In risposta, per il momento Francia e Gran Bretagna avrebbero inviato alcune navi, caccia e sistemi di difesa aerea. La valutazione riportata è che tali iniziative non modifichino in modo significativo gli equilibri nella regione, ma che possano esporre le risorse impiegate a un coinvolgimento bellico qualora il conflitto dovesse riaccendersi.
dilemma energetico e dipendenza da washington
La questione energetica viene presentata come un nodo decisivo. Progetti infrastrutturali pensati per bypassare lo Stretto di Hormuz, ad esempio aumentare la capacità dell’oleodotto saudita dalla costa orientale verso il Mar Rosso e sviluppare corridoi logistici lungo la penisola araba, richiederebbero investimenti e tempi lunghi.
Nel frattempo la cooperazione economica tra Europa e monarchie arabe sarebbe esposta alla crescente instabilità regionale, con possibile effetto di scoraggiamento sugli investitori e rallentamento dei progetti strategici.
In parallelo, l’Europa viene descritta come priva di alternative energetiche: dopo aver rinunciato alle fonti russe a basso costo, avrebbe puntato sul gas naturale liquefatto americano, considerato inquinante e costoso da estrarre e trasportare. Gli Stati Uniti sarebbero in procinto di diventare il primo fornitore di gas dell’Unione Europea.
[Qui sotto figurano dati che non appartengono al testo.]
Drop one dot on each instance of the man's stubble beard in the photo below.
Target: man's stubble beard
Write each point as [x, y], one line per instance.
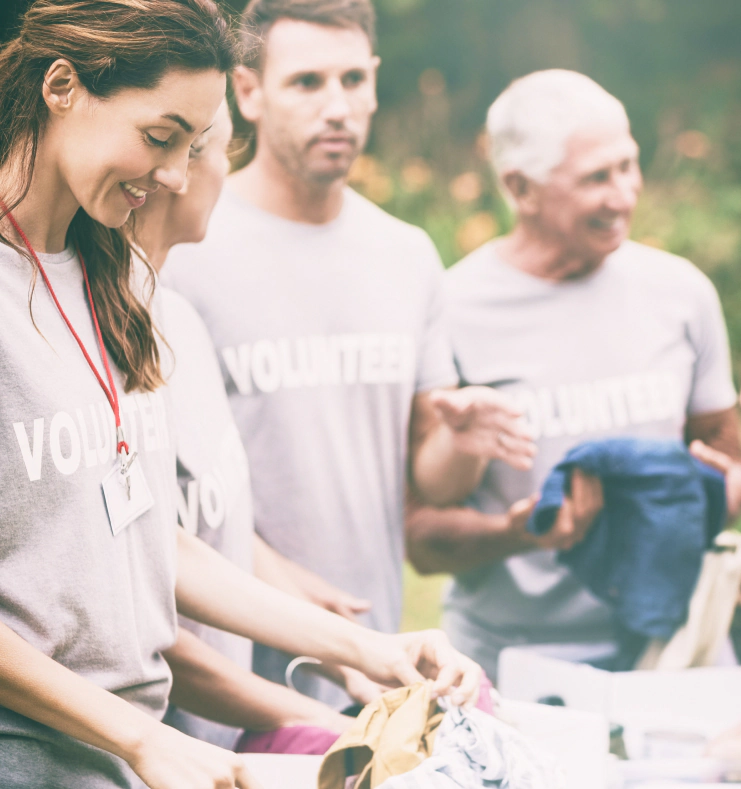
[295, 161]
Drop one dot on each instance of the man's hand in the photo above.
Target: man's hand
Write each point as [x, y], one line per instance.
[484, 423]
[577, 513]
[727, 466]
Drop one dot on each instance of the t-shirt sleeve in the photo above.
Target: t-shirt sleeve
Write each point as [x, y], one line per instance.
[712, 385]
[435, 365]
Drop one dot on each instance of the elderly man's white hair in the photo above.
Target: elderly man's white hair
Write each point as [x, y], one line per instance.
[532, 120]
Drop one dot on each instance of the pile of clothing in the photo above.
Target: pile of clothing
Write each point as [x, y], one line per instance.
[406, 740]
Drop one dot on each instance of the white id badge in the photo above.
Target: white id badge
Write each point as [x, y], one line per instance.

Un ulteriore vincolo deriva dall’indicazione legislativa europea: l’Ue avrebbe decretato l’obbligo di “derussificare” le importazioni energetiche entro il 2028. Per molti paesi l’unica strada alternativa starebbe nel rivolgersi alla Turchia, con esclusione del TurkStream, e alla regione del Caucaso.
Anche in quei percorsi si registra un accresciuto ruolo di controllo degli Stati Uniti: Washington stringerebbe rapporti sia con l’Armenia sia con l’Azerbaigian. Nel settore energetico, gli Usa avrebbero già una presenza con ExxonMobil e Chevron.
tripp, corridoio azero-nakhchivan e gestione infrastrutturale
Dopo la vittoria elettorale del partito guidato dal premier filo-occidentale Nikol Pashinyan in Armenia, dovrebbe procedere la “Trump Route for International Peace and Prosperity” (Tripp). Il corridoio indicato collega l’Azerbaigian alla sua exclave di Nakhchivan attraverso l’Armenia meridionale con una lunghezza di 43 km. I lavori di sviluppo del corridoio, attraverso cui potrebbero transitare anche pipeline, sarebbero condotti da una joint venture armeno-americana controllata al 74% da Washington.
conclusione: europei senza alternative e ostaggio di washington
Con la Libia descritta come stato fallito e l’Algeria al massimo delle capacità produttive, viene ribadito che l’Europa resterebbe senza reali opzioni energetiche. In questa cornice, il continente sarebbe sostanzialmente vincolato a Washington, sia per la disponibilità di approvvigionamenti sia per l’orientamento delle scelte infrastrutturali e di sicurezza.